La faiblesse actuelle de la part relative des échanges intra-maghrébins (entre 1,2 pc et 2 pc) persistera tant qu'un ensemble de facteurs institutionnels et politiques continueront d'entraver les échanges et que la complémentarité potentielle des économies maghrébines n'est pas progressivement construite.

 

Une intégration économique approfondie peut avoir, à plus ou moins long terme, un impact substantiel sur la croissance économique régionale pour au moins deux raisons. Tout d'abord, il y a des impacts d'économies d'échelle et de concurrence qui rendraient la région plus attrayante pour l'investissement régional et étranger. Deuxièmement, l'intégration réduirait les effets dits de hub-and-spoke entre l'UE et le Maghreb.

 

Ces effets émergent lorsqu'un grand pays ou une région, la plaque tournante ou hub, signe des accords commerciaux bilatéraux avec plusieurs petits pays, les spokes. C'est que l'intégration maghrébine s'inscrit désormais dans un référentiel de régionalisme ouvert. Dans la région coexistent des schémas d'intégration (Nord-Sud, Sud-Sud) qui font état d'intérêts politiques, économiques et stratégiques de nature différente.

 

La multiplicité des accords de libre-échange dans la région crée une confusion dans l'application des normes, favorise un renforcement des barrières non tarifaires, génère des problèmes de mise en œuvre des procédures. Emergent ainsi, avec une importance grandissante, la nécessité d'améliorer l'interconnexion des marchés par la simplification des règles d'origine, la facilitation du commerce, la convergence des réglementations et des instruments de régulation économique.

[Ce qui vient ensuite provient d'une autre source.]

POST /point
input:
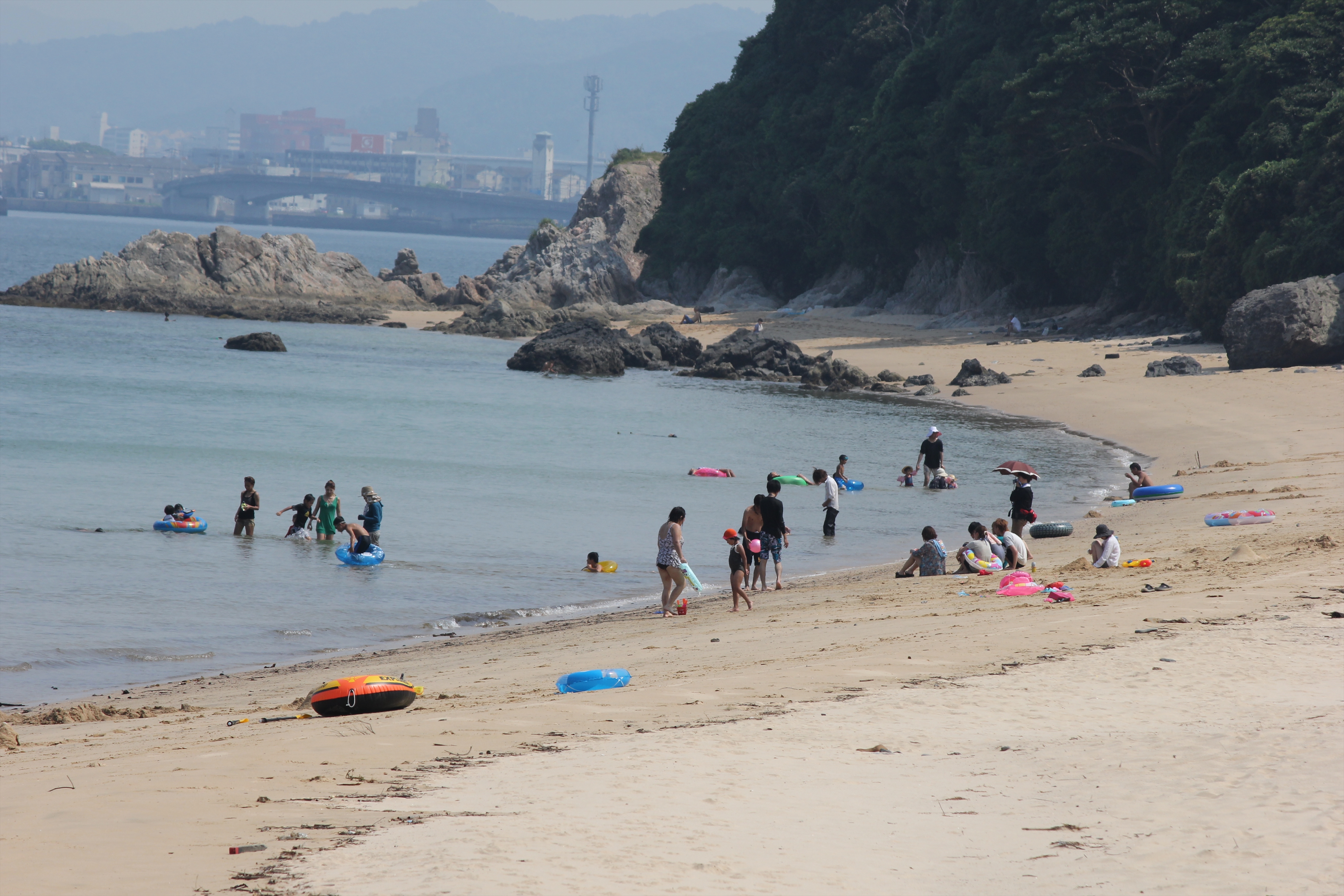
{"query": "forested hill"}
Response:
(1166, 152)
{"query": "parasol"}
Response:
(1013, 468)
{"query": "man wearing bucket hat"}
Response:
(373, 515)
(1105, 549)
(931, 453)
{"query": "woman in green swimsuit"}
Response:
(329, 508)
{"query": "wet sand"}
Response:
(734, 765)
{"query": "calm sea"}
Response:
(497, 484)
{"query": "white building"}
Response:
(544, 164)
(126, 141)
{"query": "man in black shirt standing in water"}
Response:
(931, 453)
(773, 531)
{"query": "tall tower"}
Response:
(595, 86)
(544, 164)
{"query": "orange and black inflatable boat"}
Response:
(364, 694)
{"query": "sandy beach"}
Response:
(1174, 742)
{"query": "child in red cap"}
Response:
(737, 567)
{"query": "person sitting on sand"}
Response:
(1138, 479)
(303, 516)
(1015, 550)
(978, 547)
(737, 569)
(360, 541)
(1105, 549)
(931, 557)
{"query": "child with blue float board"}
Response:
(737, 569)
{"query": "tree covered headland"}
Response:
(1167, 152)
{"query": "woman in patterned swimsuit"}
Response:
(670, 559)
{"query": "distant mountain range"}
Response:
(497, 78)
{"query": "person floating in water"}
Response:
(373, 515)
(360, 541)
(302, 519)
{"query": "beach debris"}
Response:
(249, 848)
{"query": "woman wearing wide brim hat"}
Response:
(373, 515)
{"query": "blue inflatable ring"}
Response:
(593, 680)
(1159, 492)
(181, 526)
(372, 559)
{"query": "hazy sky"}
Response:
(36, 20)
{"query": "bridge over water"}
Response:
(416, 209)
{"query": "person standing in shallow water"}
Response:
(329, 508)
(245, 518)
(671, 558)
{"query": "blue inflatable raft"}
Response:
(372, 559)
(593, 680)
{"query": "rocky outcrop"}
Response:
(221, 274)
(1175, 366)
(1287, 324)
(428, 288)
(974, 374)
(591, 261)
(257, 343)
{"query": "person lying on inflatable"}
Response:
(976, 555)
(360, 539)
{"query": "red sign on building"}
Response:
(366, 143)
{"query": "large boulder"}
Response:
(974, 374)
(224, 274)
(581, 346)
(1175, 366)
(1287, 324)
(675, 348)
(745, 351)
(257, 343)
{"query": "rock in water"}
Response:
(972, 374)
(1287, 324)
(1175, 366)
(257, 343)
(581, 346)
(222, 274)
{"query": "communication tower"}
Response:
(595, 86)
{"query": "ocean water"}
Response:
(497, 484)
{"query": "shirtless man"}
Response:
(360, 539)
(1138, 479)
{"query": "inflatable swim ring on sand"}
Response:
(372, 559)
(593, 680)
(791, 480)
(364, 694)
(181, 526)
(1159, 492)
(1238, 518)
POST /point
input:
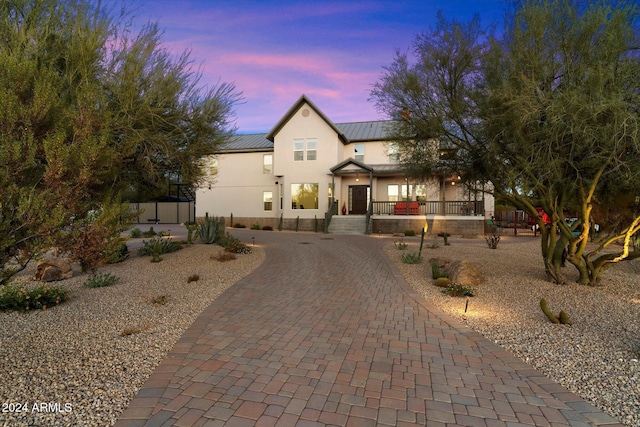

De plus, le gain issu de l'intégration sera plus visible et bénéfique si le progrès vers un marché commun intégré est soutenu par de grands projets d'infrastructures fédérateurs (transport, eau, énergie ) et des projets communs entre entreprises privées maghrébines. 

 

Devant la dimension croissante des enjeux, l'agrégation des capacités politiques s'appuyant sur un potentiel économique d'une taille significative pourra seule prétendre peser structurellement sur l'évolution de la région. A défaut, le Maghreb se fragmenterait en entités protectionnistes hostiles et apparaîtrait comme un espace économique et politique poreux livré aux incertitudes et aux instabilités les plus nocives. D'où l'importance d'agir par une volonté politique sur les facteurs qui déstructurent l'avenir maghrébin et dessiner ainsi des chemins praticables pour une union maghrébine solide, dotée d'instruments aptes à construire un destin solidaire.